Carmen observait le mouvement tranquille des hommes qui entraient et sortaient de l’oratoire, immergée dans la sérénité enveloppante de la mosquée.
— Cela continue de m’étonner de penser que cet endroit, des siècles plus tard, sera une église —murmura-t-elle—. Les prières changeront, les pierres seront recouvertes de plâtre et de retables… mais l’édifice restera là, accueillant les fidèles. Le minaret, par exemple, on dit qu’il demeure encore caché sous la tour baroque qui s’élève à mon époque.
Ils s’arrêtèrent sous un portique latéral, où un vieil homme enseignait à des enfants assis par terre. Ils récitaient à voix basse, répétant des vers qui à peine troublaient le murmure de l’eau.
— Enfant, je m’asseyais ainsi, les jambes croisées, apprenant des sages —dit Qāsim—. Apprendre des anciens est un privilège que l’on apprécie davantage avec les années.
Ils sortirent à l’extérieur de la mosquée et restèrent un moment en silence.
— Viens —ajouta alors Qāsim—. Il y a un autre lieu que je veux te montrer, plus ancien et plus solitaire.
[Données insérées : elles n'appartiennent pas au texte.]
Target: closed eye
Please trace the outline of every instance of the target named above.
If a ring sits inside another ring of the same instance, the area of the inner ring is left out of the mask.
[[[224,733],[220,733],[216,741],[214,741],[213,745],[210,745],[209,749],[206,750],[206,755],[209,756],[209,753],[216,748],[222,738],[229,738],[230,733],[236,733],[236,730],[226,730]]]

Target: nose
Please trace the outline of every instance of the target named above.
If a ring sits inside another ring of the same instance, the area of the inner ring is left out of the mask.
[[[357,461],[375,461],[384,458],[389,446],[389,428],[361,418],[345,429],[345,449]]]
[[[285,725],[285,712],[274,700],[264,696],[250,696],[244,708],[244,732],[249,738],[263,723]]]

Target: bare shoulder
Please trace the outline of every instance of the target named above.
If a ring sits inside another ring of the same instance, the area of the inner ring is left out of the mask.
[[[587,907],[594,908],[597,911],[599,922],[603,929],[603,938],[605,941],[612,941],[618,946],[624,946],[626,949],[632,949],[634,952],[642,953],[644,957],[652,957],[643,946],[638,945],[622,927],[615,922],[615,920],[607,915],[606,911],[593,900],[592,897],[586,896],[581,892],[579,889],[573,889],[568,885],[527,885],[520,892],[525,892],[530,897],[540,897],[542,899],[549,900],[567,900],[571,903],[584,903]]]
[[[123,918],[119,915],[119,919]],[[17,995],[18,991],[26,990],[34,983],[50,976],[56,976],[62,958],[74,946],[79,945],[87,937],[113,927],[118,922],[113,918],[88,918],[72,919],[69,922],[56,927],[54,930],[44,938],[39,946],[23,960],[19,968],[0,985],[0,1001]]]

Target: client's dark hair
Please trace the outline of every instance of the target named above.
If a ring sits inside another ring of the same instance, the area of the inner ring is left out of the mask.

Ils quittèrent Baena et empruntèrent un chemin qui s’élevait parmi des champs ondulés, jusqu’à atteindre une colline rocheuse couronnée de murs de pierre et d’une tour massive, aux angles arrondis. De là, elle dominait la campagne comme un guetteur immobile.
À mesure qu’ils approchaient, le profil de la forteresse devenait plus net : des tours plus petites flanquaient l’entrée, et un couloir d’accès parcourait le mur est, gardé par des meurtrières.
— Voici le Ḥiṣn qui protège les confins orientaux du Califat —dit Qāsim—. Un bastion frontalier qui surveille les routes entre al-Qabriyyīn et Bayyāna. Mais toutes les pierres n’ont pas été posées par nous. Cette structure se dresse sur des ruines anciennes, si vieilles que même les anciens ne les connaissent qu’à travers des légendes.
Carmen le regarda, stupéfaite.
— Alors… c’est Torreparedones —murmura Carmen, reconnaissant enfin l’endroit qu’elle avait tant de fois visité en ruines, désormais vivant et plein de sens.
Déjà à l’intérieur de l’enceinte, ils traversèrent la cour d’armes. D’un côté, on entendait le martèlement d’un forgeron ; plus loin, une femme puisait de l’eau au puits, tandis que les enfants jouaient entre les écuries et les cuisines. Les voûtes du château semblaient solides, les tours reliées par des chemins de ronde, et une brise agitait lentement les étendards.
— Et qui commande ici ? —demanda Carmen, observant les murs renforcés de pierres de taille.
— Un walī au service de Cordoue, bien que cela n’ait pas toujours été le cas. Cette colline a porté de nombreux noms et connu de nombreux seigneurs. Les Ibères y ont élevé jusqu’à trois murailles, plus tard les Romains sont venus et ont laissé leur empreinte sous forme de colonnes, de fondations et de stèles. Même dans le puits —ajouta-t-il en désignant la structure rectangulaire au revêtement rougeâtre— on a trouvé des urnes avec des inscriptions latines ; la plus connue appartenait à la famille des Pompéiens.
Carmen se pencha légèrement, comme si elle cherchait au fond du puits une image lointaine.
— Aujourd’hui, le château est en ruines —dit-elle d’une voix sereine—, mais toute cette colline a été sauvée de l’oubli. C’est l’un des parcs archéologiques les plus importants de Cordoue. La tour est toujours debout, et maintenant les visiteurs marchent parmi les chaussées romaines, les temples anciens et des vestiges comme ce château encore imposant.
Qāsim esquissa un léger sourire.
— Tant que la pierre résistera et qu’il y aura des personnes prêtes à en prendre soin, cette merveille restera vivante.
Carmen tourna de nouveau les yeux vers la tour, essayant de graver dans sa mémoire cette belle structure.
— Il est temps de continuer —dit Qāsim en rompant doucement le silence—. Je veux encore te montrer quelque chose qui a transformé notre manière de cultiver cette terre.